I’m sure people have seen the news about the proposed 8% “fee” increase (no tuition here, no sir) at UC for next year. The regents are trying to make it seem not so bad with a one-time discount for families under certain income limits. As if we’d all forget that college lasts generally a bit longer than one year. It’s like a mugger giving you a cookie.

I’d propose that this kind of thing – enormous fees on the one hand, penurious aid to “deserving” students on the other – is exactly why people hate taxes and hate government. It’s one of the fundamental neoliberal flaws that we need to face and fix. And Jerry Brown taking the Governor’s office again is a perfect hook to explain what’s gone wrong.

Check out this 2005 SF Chronicle article about the soaring cost of a UC education (about half what it is now). They talk about the cost of a UC education in 1975 being about $650. (UPDATE: That’s about $2500 in 2010 dollars, so only a 500% increase, not 2000%, lucky us.)

1975 is when Brown first took office. What has happened between then and now? Not just the sabotaging of the master plan by Reagan, although we’re seeing the same long game by the right in action elsewhere here in and in DC. Is the state poorer? Did all the teachers die and we have to import them from other planets?

I know what I would imagine happened – taxes not keeping up, Prop 13 sucking away state budgets, the step from Free to Well Just A Little making it easy to keep adding Just A Little Bit More – but there’s actual data about this that I think it would be worth someone’s time to put together.

How much were people paying in taxes in 1975? At what levels? Where did that money go? How does that compare to now?

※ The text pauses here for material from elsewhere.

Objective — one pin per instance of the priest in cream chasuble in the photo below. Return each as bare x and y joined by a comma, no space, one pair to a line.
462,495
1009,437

I think there’s a kind of fundamental bargain people make when they accept progressive income taxes – that everyone will benefit, that the money will go to the public good, and everyone is part of the public. Making people pay more as they make more and simultaneously giving them less is breaking that bargain. It makes people feel swindled. People hate it when they have to go to a bureaucrat and ask to be found worthy, “deserving”. They hate it from banks and insurance companies, and they hate it from the state.

But means-testing became The Smart Thing to do for liberals because it was focused and efficient and all part of reinventing government – the Washington Monthly style. Eventually it spread everywhere because we just didn’t have the money and what the hell else was there to do?

I think we need to turn away from that. “High fee, high aid” is completely wrong. If affordable public higher education is a public good – something that improves all of our society, not just the indvidual students – then it should just be cheap, period. Even for rich people, the horror.  

One thought on “UC tuition hikes as prime example of broken California”

  1. …the one that makes neo-conservative heads explode, is this:

    The purpose of public schools is not educate YOUR child, it is to educate your neighbor’s child.

    We have to restore this basic concept of “the common good”. Making sure that your child’s peers grown up educated is as fundamental as making sure that roads are paved in neighborhoods other than your own.